122 S.E. 13 | N.C. | 1924
Criminal prosecution tried upon indictments charging the defendant with the larceny of certain goods and with receiving same knowing them to have been feloniously stolen or taken in violation of C. S., 4250.
From an adverse verdict and judgment pronounced thereon, the defendant appeals. The defendant was indicted in two cases — one charging the larceny of certain automobile parts, the property of Alonzo Barbee, and with receiving same knowing them to have been feloniously stolen or taken; and the other charging the larceny of certain automobile parts, the property of Hall Tilley, and with receiving same knowing them to have been feloniously stolen or taken. The two cases were consolidated and tried together.

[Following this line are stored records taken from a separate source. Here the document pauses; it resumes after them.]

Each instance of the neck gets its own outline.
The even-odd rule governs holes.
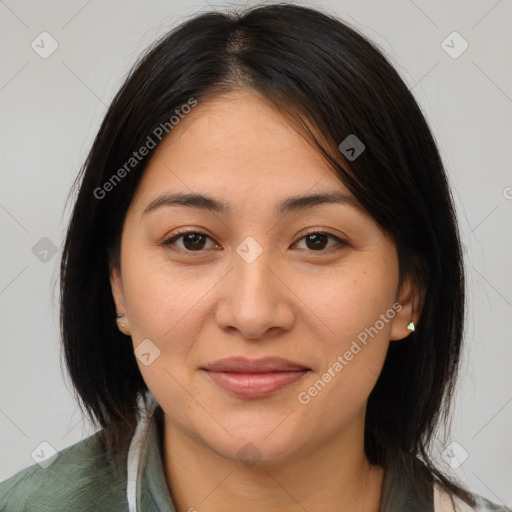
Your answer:
[[[165,472],[176,510],[239,512],[243,503],[244,512],[316,512],[326,504],[338,512],[379,512],[384,470],[369,464],[363,432],[364,413],[321,446],[247,467],[184,435],[165,417]]]

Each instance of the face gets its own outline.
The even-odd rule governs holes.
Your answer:
[[[158,147],[111,283],[165,421],[233,460],[248,442],[272,462],[362,436],[390,340],[416,320],[392,240],[247,90],[199,103]],[[228,358],[253,365],[215,366]]]

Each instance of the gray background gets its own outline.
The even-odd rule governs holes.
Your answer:
[[[450,435],[468,458],[453,472],[510,505],[511,1],[303,3],[339,15],[380,45],[413,87],[439,143],[469,282]],[[55,285],[66,197],[129,66],[159,34],[210,5],[0,0],[0,479],[33,464],[42,441],[60,450],[94,431],[60,365]],[[31,47],[42,46],[43,31],[59,45],[47,59]],[[441,45],[453,31],[469,44],[458,58]],[[461,42],[452,39],[447,44],[458,51]],[[445,448],[436,443],[434,453]]]

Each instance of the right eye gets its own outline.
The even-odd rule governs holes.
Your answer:
[[[181,246],[176,244],[178,240],[181,240]],[[186,252],[202,252],[202,249],[205,248],[207,240],[210,240],[214,244],[213,248],[220,247],[207,234],[200,231],[191,230],[181,231],[178,234],[172,235],[170,238],[165,240],[162,245],[175,246],[179,250]]]

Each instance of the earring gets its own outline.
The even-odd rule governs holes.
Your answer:
[[[123,316],[124,316],[124,313],[117,313],[117,315],[116,315],[117,318],[123,318]],[[121,323],[121,320],[116,320],[116,323],[117,323],[118,327],[124,327],[124,324]]]
[[[411,332],[414,332],[414,330],[415,330],[415,326],[414,326],[414,322],[413,322],[412,320],[411,320],[411,321],[409,322],[409,324],[407,325],[407,330],[408,330],[408,331],[411,331]]]

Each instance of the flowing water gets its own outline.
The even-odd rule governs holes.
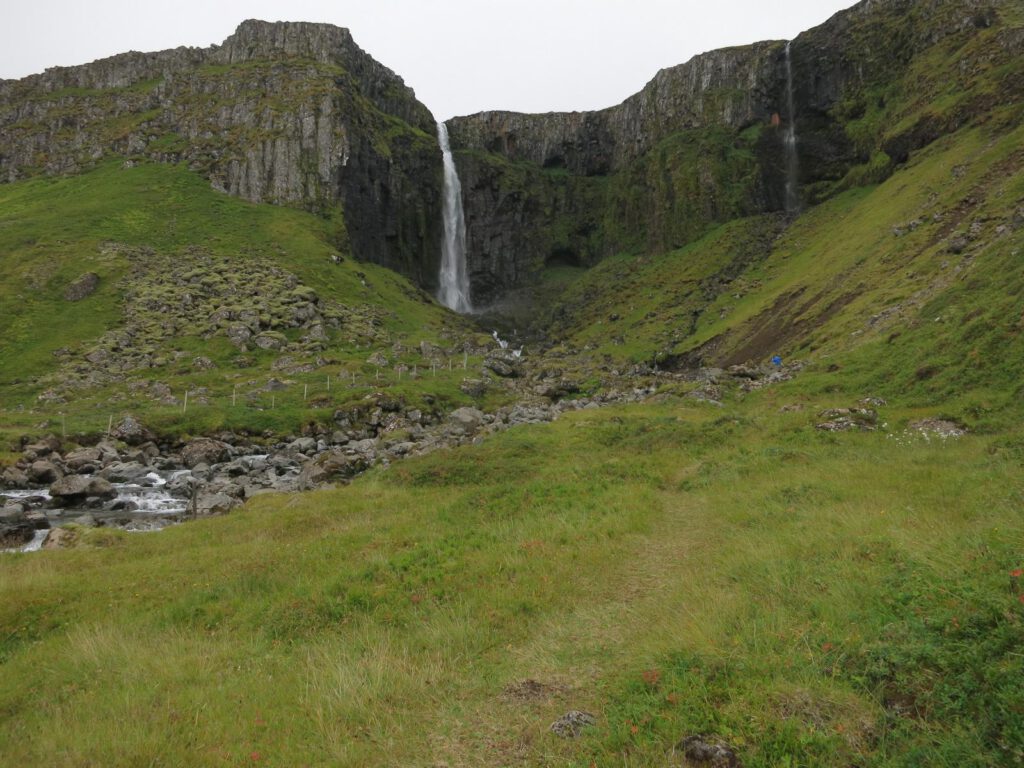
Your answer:
[[[443,122],[437,124],[437,141],[444,158],[444,240],[437,298],[448,309],[465,314],[473,311],[466,269],[466,218],[462,211],[462,184],[448,143],[448,126]]]
[[[796,151],[796,108],[793,106],[793,60],[786,43],[786,210],[800,210],[800,158]]]

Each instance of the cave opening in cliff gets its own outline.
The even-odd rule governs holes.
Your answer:
[[[548,254],[548,257],[544,260],[545,268],[553,267],[582,267],[583,262],[580,261],[580,256],[576,251],[571,248],[555,248]]]

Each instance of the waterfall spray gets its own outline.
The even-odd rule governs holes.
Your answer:
[[[796,151],[796,108],[793,106],[793,60],[786,43],[786,211],[800,210],[800,158]]]
[[[466,269],[466,219],[462,212],[462,184],[455,168],[448,127],[437,124],[437,141],[444,159],[444,240],[441,244],[441,274],[437,298],[456,312],[472,312],[469,301],[469,273]]]

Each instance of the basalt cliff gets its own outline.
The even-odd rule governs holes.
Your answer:
[[[402,79],[326,24],[243,22],[223,45],[0,81],[0,180],[109,156],[185,163],[254,202],[338,216],[337,245],[434,280],[441,155]]]
[[[1021,30],[1001,27],[1012,7],[865,0],[792,41],[789,81],[786,44],[762,42],[663,70],[599,112],[451,121],[475,300],[548,264],[665,252],[713,224],[783,211],[790,120],[805,205],[883,180],[912,151],[1019,100]],[[994,88],[971,88],[996,68]]]
[[[663,70],[609,109],[451,120],[474,304],[537,283],[546,266],[663,253],[783,211],[794,122],[803,205],[887,178],[1019,100],[1018,14],[1011,0],[863,0],[788,48]],[[220,46],[0,82],[0,180],[111,155],[186,163],[232,195],[332,216],[339,249],[436,287],[434,118],[347,30],[246,21]]]

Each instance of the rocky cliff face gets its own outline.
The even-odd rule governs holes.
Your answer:
[[[864,0],[791,44],[800,189],[810,204],[881,180],[909,151],[971,118],[929,107],[948,72],[1012,62],[1011,0]],[[1000,53],[1001,51],[1001,53]],[[942,72],[942,74],[938,74]],[[986,111],[1020,91],[1009,82]],[[1019,80],[1019,78],[1018,78]],[[977,113],[978,105],[973,111]],[[599,112],[485,112],[450,124],[477,302],[545,264],[665,251],[709,225],[785,207],[785,44],[697,56]]]
[[[433,117],[345,29],[246,21],[221,46],[0,82],[0,180],[74,173],[110,156],[188,163],[252,201],[340,206],[340,246],[435,280]]]

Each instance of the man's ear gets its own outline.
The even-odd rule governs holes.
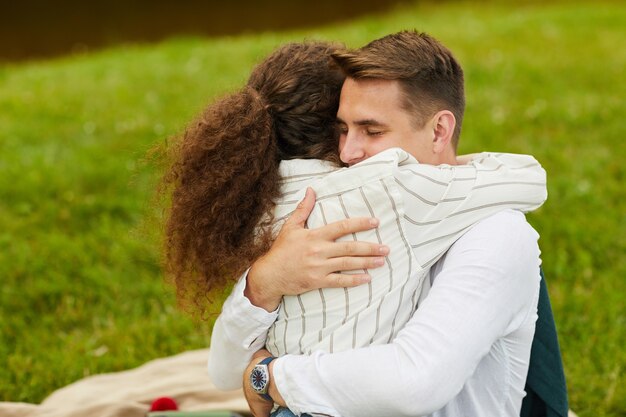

The chief exception presented on the record is the one directed to the refusal of the trial court to grant the defendant's motion for dismissal of the actions or for judgment as of nonsuit, made under C. S., 4643, after the State had produced its evidence and rested its case. After this motion had been overruled, the defendant offered evidence in his own behalf, and the motion was not renewed at the conclusion of all the evidence. The exception has been waived by the defendant. S. v. Killian,
The remaining exceptions and assignments of error present no new question or novel point of law. They are without special merit, and all of them must be overruled.
There is no legal error appearing on the record.